Over the last few years increasingly many researchers and engineers have investigated systematic frameworks capable (it is hoped) of generating all the types of concepts humans have found useful and assembling them into larger structures as intentions, beliefs, plans, theories, arguments, stories, etc. This kind of research is supported in new ways by the combination of the unimaginably large (and constantly growing) store of verbal, pictorial, and other types of information available for study in the internet and the rapid advances in new technologies for interrogating that store of information (data-mining on a vast scale).

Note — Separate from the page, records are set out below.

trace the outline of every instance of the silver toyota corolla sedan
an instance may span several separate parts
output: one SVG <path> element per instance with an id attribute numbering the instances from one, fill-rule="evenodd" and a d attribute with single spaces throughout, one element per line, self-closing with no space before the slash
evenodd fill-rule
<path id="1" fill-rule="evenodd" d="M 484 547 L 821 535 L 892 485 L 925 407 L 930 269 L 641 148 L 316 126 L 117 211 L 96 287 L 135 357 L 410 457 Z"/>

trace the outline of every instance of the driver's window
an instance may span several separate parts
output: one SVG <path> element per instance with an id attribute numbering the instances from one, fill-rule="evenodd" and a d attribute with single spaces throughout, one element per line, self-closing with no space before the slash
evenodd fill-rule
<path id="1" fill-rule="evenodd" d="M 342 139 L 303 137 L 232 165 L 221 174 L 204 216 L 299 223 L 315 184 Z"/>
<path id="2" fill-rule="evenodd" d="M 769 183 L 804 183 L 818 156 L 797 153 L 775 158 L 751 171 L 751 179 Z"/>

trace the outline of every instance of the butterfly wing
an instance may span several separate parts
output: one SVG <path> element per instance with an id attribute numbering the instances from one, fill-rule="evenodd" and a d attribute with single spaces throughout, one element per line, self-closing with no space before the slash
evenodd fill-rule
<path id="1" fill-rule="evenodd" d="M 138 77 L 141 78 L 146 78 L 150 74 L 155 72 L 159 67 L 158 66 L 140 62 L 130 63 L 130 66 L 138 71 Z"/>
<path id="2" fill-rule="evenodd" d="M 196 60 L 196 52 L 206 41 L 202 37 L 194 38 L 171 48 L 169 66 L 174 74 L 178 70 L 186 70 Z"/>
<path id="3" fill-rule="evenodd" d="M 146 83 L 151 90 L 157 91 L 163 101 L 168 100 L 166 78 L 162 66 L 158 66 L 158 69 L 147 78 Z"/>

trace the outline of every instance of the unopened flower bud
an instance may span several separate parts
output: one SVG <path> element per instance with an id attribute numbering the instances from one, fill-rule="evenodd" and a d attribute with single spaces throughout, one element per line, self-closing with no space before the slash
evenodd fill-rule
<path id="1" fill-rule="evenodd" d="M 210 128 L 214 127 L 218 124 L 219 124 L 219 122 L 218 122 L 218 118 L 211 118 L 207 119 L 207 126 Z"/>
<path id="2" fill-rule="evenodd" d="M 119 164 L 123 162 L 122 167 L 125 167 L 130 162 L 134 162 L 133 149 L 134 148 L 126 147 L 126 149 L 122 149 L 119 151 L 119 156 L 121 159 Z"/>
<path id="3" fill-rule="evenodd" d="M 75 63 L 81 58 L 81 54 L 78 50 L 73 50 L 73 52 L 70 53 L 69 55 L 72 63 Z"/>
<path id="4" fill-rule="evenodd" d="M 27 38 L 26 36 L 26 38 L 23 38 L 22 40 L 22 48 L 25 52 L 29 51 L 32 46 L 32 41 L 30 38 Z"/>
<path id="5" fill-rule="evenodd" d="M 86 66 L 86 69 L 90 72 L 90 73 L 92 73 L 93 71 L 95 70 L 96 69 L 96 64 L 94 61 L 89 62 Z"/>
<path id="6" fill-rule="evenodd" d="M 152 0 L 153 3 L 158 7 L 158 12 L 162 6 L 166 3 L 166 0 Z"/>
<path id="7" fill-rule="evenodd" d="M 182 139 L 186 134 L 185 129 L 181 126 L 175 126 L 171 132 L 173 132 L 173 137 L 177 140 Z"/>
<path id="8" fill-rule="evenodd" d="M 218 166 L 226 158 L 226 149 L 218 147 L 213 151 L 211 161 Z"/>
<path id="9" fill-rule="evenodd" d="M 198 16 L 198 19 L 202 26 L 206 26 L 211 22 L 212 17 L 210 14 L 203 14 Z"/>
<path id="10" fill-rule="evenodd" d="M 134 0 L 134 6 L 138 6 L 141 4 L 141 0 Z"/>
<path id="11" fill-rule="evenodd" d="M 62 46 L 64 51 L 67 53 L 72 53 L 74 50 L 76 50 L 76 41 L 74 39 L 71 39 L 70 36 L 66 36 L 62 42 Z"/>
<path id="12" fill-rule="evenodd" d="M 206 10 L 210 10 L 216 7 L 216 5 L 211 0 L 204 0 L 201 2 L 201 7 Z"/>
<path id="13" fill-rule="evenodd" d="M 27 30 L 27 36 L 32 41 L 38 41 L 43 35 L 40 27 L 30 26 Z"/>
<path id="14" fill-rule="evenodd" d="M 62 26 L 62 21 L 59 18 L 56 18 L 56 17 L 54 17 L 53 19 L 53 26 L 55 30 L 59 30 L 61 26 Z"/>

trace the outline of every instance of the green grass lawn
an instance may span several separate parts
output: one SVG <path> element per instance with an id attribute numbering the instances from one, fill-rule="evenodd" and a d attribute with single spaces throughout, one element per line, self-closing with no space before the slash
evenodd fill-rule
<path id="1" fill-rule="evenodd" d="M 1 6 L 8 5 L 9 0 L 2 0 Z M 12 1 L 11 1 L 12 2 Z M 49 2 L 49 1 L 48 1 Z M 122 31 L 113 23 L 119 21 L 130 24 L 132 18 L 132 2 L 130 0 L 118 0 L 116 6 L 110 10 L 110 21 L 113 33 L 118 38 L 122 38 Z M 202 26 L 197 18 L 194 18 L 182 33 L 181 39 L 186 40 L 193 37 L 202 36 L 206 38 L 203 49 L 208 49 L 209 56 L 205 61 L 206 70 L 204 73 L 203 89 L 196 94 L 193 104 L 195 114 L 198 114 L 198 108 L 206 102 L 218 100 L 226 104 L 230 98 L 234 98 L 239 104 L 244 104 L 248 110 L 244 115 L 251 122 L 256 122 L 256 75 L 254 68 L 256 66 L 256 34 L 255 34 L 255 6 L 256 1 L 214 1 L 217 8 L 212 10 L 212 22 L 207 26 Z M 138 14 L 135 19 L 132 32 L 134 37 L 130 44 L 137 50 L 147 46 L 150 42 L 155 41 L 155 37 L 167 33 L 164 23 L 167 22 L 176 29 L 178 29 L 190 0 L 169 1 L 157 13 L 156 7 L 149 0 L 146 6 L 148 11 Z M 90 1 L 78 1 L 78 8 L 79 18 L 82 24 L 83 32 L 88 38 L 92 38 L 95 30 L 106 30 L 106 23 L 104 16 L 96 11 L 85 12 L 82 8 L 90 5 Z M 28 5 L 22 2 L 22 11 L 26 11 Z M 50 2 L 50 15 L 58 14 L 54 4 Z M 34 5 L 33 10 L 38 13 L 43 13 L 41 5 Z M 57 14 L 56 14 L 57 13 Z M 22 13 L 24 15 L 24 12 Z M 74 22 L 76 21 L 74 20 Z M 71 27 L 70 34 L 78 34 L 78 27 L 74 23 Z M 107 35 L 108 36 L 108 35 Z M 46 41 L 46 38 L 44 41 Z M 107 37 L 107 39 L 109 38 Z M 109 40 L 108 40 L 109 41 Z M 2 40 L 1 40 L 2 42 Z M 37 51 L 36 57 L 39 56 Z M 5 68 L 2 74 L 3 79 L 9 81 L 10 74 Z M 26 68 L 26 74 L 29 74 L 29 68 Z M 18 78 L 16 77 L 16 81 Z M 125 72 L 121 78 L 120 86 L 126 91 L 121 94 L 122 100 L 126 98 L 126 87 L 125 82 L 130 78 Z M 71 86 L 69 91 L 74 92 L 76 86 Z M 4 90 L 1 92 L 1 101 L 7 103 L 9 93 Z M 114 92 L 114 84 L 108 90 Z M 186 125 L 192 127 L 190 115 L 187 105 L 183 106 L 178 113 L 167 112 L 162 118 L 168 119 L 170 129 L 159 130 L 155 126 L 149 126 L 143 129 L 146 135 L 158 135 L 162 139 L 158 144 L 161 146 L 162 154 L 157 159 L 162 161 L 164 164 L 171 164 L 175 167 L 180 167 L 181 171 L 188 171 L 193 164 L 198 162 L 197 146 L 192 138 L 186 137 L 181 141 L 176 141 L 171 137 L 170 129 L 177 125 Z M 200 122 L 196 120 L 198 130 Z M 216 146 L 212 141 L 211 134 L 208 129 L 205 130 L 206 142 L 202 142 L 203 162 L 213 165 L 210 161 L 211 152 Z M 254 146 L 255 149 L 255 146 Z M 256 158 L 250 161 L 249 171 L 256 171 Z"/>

But such research requires a starting ontology of types of information that can be investigated in order to explore the variety of ontologies used by humans. (Of course, that boot-strapping ontology can itself be revised and extended in the process.)
Many have implemented special subsets of what has so far been learnt, and deployed them in working systems, for example as a framework for organising knowledge in a company with different departments that have different interests and knowledge but need to communicate with one another, and need their software tools to communicate also (e.g. different departments doing research, design, implementation, testing, manufacture, distribution, marketing, sales, user training, user support, and long term planning). IBM and others provide toolkits to support rich and varied combinations of information in useful ways. An example is the IBM Modeler mentioned here: http://www-01.ibm.com/software/analytics/spss/
An example from recent research research in AI is Lehman,Chan,& Bundy (2013) which describes mechanisms using higher order logic for handling different ontologies as described in the abstract:
"....The proposed basic mechanisms for evolution are called Ontology Repair Plans. These operate on ontologies formalised as contexts, i.e., as multiple logical theories. In such a setting, ontologies may contradict one another or introduce redundancies with respect to one another, without any of them containing logical contradictions or redundancies. When, though, an inconsistency or a redundancy between two or more ontologies becomes explicit, it may be resolved by the application of an Ontology Repair Plan, as each plan compiles together a pattern for diagnosis and transformation rules for effecting a repair. The repair can combine the retraction and/or addition of axioms as well as the deeper modification of the language in which the ontology is represented...."Possible additional topics:
The importance of ontologies for scientific advances.
Aims of Science:
Sloman(1978) Chapter 2 argued against Popper that there are many examples of important scientific advances that have something of the character of metaphysical theories insofar as they cannot be falsified, but which are important contributions to science: they are theories about what is possible and attempts to explain how certain things are possible. (A Kantian project.) The chapter shows how progress in constructing, extending and applying such theories can be evaluated over an extended time period using ideas presented by Lakatos(1980) on how to distinguish progressive from degenerating research programmes.